日本女医会の前田佳子会長の話もすばらしかった。厚生労働省は、女性医師の働きを男性医師1に対して、0.8と換算している。その0.8の根拠は、「女性は結婚や育児で辞めるかもしれないので、こんなもんでしょ~」といった感覚的な数字で全く根拠のないものだ。その数字をもって、専業主婦の妻を持つ男性医師が限界まで働けるように設定したのが、医師の労働時間に反映されている。前田医師は「根拠のない数字を元に論じるのはやめてほしい」と怒りを露にしながらも、「沖縄県で県民が声をあげても、それが国民の声にならない日本社会で、若い人たちが声をあげようという動きは大切なことだ」と話してくださった。
あ、と思う。やっぱり、全部、つながっているのだ。私たちの日常と、この差別。男が外・女は内、という価値観。男のプライドは社会総出で全力で守りつつ、女は社会の入り口で排除。抗議の声は強引にスルー。根拠のない数字をもっともらしく公表し差別を正当化。こんなめちゃくちゃが、軽々と通ってしまう国になっているのだ。

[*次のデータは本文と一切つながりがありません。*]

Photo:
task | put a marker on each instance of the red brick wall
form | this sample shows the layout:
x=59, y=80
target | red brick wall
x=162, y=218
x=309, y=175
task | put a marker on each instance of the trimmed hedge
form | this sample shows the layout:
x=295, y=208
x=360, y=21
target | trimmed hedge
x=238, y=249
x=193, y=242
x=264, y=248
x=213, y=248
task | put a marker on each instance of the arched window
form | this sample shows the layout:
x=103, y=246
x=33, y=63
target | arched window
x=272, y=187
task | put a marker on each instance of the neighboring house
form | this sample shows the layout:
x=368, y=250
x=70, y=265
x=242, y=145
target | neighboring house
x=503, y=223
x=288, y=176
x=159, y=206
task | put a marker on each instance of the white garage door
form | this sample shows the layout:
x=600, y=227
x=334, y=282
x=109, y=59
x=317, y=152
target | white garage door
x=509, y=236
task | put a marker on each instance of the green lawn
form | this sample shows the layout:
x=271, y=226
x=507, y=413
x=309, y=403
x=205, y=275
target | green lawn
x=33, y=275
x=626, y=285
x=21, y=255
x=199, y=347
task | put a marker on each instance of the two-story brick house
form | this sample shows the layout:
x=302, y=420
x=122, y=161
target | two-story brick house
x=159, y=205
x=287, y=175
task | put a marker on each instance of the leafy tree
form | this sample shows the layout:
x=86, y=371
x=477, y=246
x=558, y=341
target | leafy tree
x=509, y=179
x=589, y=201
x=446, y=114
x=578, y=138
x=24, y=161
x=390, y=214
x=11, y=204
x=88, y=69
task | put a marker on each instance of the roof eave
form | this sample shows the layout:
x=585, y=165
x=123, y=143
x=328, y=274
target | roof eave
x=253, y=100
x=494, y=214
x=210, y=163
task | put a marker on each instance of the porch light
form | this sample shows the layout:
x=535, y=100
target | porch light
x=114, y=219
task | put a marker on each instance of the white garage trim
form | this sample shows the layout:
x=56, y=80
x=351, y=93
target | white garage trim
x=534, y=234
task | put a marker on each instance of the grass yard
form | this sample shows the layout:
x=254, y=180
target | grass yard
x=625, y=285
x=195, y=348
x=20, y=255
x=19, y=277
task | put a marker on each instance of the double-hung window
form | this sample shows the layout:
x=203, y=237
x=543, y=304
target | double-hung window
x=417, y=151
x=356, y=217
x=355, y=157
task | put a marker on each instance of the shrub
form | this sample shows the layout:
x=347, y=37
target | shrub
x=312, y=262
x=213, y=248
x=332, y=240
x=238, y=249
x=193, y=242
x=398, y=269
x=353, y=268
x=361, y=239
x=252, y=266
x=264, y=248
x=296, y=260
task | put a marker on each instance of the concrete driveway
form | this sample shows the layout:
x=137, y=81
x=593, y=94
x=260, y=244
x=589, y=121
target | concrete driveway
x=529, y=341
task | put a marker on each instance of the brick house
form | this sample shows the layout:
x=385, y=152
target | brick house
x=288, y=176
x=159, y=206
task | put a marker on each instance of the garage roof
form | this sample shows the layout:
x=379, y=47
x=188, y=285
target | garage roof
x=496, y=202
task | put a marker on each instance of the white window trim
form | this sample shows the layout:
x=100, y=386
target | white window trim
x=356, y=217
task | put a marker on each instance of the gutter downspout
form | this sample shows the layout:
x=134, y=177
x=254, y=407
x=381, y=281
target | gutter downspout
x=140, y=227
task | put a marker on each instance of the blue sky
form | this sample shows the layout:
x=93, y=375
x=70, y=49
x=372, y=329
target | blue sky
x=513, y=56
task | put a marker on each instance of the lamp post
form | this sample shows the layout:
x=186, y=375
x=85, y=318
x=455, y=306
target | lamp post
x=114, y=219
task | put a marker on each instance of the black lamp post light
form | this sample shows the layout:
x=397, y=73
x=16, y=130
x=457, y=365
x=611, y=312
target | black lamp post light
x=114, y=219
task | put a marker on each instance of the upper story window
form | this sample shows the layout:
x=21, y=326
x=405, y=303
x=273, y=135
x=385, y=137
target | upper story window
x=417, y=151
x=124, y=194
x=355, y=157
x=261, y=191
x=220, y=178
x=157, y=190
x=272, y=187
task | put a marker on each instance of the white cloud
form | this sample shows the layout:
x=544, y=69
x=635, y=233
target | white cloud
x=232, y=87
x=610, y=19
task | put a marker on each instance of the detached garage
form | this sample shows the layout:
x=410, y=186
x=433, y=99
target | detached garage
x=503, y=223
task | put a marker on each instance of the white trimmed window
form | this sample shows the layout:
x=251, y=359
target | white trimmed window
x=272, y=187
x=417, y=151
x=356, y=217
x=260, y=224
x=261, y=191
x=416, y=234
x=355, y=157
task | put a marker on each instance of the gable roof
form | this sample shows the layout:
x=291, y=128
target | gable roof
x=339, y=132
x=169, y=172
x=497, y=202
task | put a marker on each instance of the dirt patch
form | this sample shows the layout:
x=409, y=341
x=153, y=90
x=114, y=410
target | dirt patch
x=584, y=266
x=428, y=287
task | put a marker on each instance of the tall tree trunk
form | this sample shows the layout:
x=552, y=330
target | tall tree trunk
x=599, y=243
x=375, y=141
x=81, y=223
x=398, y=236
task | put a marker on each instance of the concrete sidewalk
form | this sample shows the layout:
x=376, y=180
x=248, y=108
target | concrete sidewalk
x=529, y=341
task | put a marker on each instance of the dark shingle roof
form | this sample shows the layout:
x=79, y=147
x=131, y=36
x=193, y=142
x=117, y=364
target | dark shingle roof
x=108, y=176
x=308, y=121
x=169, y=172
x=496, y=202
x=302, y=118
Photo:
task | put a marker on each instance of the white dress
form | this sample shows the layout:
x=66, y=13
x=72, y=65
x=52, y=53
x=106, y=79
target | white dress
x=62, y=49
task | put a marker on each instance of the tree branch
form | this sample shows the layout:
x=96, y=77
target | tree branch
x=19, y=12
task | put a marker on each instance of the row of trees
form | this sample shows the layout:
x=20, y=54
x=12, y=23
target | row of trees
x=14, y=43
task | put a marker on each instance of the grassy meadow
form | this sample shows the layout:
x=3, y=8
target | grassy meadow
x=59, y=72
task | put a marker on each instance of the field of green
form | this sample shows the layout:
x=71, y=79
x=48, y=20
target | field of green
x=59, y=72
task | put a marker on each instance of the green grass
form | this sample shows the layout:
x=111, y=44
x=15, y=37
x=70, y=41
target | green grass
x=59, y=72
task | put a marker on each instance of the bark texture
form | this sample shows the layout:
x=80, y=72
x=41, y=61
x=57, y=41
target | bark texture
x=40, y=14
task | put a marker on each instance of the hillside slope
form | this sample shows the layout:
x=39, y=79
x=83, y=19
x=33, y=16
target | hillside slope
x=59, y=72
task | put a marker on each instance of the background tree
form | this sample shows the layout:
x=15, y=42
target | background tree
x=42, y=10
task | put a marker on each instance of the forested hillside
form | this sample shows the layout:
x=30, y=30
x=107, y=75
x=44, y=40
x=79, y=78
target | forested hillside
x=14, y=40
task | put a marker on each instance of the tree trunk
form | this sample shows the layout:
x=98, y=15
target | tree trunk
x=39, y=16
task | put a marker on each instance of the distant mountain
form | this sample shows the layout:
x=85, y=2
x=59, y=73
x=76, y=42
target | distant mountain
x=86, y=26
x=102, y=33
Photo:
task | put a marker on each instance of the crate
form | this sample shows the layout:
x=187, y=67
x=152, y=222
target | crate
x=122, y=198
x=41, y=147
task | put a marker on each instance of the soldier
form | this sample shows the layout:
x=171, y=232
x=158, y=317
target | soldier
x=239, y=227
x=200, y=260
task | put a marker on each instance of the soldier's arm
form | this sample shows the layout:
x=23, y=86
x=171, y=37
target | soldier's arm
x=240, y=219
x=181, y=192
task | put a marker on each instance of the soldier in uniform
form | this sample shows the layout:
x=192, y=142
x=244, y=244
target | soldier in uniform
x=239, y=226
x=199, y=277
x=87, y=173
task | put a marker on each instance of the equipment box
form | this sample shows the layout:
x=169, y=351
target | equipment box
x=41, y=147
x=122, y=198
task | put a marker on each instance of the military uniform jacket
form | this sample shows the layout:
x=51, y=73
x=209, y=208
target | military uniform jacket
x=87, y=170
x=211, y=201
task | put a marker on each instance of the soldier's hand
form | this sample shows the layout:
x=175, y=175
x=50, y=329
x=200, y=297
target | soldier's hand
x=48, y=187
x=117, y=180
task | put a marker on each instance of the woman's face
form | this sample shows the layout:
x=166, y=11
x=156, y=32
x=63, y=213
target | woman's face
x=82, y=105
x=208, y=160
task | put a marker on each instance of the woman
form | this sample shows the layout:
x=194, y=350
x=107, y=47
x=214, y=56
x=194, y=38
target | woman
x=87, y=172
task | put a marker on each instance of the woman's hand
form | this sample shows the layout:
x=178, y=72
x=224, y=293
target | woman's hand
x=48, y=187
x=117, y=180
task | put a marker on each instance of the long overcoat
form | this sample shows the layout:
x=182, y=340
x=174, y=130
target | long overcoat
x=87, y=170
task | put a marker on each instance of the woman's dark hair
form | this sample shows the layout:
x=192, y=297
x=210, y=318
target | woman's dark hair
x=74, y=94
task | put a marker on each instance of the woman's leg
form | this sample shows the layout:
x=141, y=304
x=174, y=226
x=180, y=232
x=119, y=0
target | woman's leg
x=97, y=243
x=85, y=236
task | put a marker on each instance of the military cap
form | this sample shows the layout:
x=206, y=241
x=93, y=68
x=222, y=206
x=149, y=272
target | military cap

集会からの帰り道、昭和大の医師2人が女性に薬を飲ませ(体内から検出された)、性暴行を働いたニュースがスマホニュースで流れてきた。ここも、きっとつながっているよねと、空を仰ぎたくなる。男に高い下駄を履かせ、女の人生を軽視するような、そんな環境で育つ暴力だ。
暴力と差別の連鎖、断ち切りたい。